In Essay 2 (Chapter 3), I investigate how firms allocate attention between the short- and long-future. I introduce the concept of bifocality to underscore that public firms focus on both the short- and long-future at once. Using fsQCA analysis on changes in four topics derived and described in Essay 1 over the decade following the Financial Crisis, I reveal four different ways in which organizations linguistically create their different futures.

In Essay 3 (Chapter 4), I elaborate on the role of third parties in accelerating firms’ long-termism. I focus on non-activist institutional investors who shared the fate of firms during the Financial Crisis by choosing to stay with the firms. I argue and find that these institutional investors increased long-termism whether they chose to stay (via a concentration mechanism) or leave (via a turnover mechanism) after the crisis. This essay extends the argument of attentional control by showing how attentional interdependencies during periods of adversity enable third parties to continue to influence firms’ horizons during periods of stability.

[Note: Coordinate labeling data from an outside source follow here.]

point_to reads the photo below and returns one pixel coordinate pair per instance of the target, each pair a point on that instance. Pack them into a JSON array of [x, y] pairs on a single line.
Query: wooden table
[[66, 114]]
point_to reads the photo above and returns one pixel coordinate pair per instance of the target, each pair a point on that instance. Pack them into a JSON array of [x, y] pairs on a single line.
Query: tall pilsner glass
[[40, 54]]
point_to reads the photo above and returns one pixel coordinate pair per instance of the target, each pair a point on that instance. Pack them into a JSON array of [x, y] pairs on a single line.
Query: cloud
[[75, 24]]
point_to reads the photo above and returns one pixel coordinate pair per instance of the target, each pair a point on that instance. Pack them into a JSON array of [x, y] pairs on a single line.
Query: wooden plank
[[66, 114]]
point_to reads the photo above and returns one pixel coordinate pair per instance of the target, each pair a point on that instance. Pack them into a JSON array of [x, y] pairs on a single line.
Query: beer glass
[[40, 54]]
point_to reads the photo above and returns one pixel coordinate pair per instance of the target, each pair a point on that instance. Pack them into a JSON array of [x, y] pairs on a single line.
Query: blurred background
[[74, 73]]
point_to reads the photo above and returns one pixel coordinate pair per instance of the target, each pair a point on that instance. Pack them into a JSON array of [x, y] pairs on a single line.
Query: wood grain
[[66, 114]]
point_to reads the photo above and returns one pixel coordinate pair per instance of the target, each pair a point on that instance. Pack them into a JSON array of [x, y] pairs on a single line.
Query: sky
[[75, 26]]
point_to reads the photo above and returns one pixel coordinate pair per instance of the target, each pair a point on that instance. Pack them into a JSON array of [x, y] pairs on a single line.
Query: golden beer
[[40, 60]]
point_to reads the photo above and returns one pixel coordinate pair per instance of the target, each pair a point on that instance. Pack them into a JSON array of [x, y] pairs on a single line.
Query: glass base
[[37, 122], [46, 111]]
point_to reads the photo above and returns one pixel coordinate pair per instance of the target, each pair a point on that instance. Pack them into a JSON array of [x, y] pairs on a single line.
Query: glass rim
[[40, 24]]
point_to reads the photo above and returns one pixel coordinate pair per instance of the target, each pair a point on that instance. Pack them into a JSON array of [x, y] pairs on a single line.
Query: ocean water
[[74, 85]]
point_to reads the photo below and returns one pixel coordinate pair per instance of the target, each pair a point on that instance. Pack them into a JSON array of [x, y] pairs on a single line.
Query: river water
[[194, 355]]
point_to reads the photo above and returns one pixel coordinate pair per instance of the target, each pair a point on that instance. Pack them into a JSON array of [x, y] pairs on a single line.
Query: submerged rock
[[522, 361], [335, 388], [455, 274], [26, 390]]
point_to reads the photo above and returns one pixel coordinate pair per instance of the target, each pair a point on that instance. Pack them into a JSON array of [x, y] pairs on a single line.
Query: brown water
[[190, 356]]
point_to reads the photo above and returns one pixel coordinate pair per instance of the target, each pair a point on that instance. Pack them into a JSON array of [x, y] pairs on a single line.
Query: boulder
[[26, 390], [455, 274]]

The three essays show how, in the decade following the Financial Crisis, public firms embraced spatio-temporal metaphors to qualify their activities, became bifocal by actively balancing near and far futures in their reports, and continued to match the longer-term horizons of institutional investors willing to share their fate.

Summary for Lay Audience

What does it mean to balance short-term and long-term horizons? Managers of public firms are always faced with diverse stakeholders, including shareholders, employees, governments, and non-government organizations, whose demands differ, and managers are expected to meet the demands to improve firm performance. For example, shareholders request firms to increase immediate revenues while non-government organizations ask firms to take environment-friendly actions with longer durations. Although understanding and managing different time perspectives are important, it remains puzzling for managers to know how to do so. This dissertation seeks to provide one way in which managers could better attend to multiple temporalities in developing firm strategy. I first define the concept of temporal equilibrium where short-term and long-term perspectives are balanced and explore how firms conceive of different temporalities that are reflected in language. I examine this question in the context of the period after the 2008 Financial Crisis when the financial market collapsed and firms were asked to accept social accountability, which led firms to more actively deal with short- and long-term demands together. I find that firms rely on spatio-temporal language and language associated with financial and social responsibilities to construe their short- and long-term plans and goals. I then use advanced statistical techniques to investigate how firms combine different time construals to focus on both short-term and long-term durations. My findings show that there exist multiple linguistic pathways through which firms integrate time construals and engage with short-term and long-term perspectives. Moreover, I examine one particular condition—an interdependent relationship between a firm and institutional investors—that could influence the firm’s management of short-term and long-term perspectives. I specifically look at how the interdependency between a firm and institutional investors generated during the Financial Crisis may affect the firm’s sensitivity to institutional investors in pursuing long-term orientation in the post-crisis period.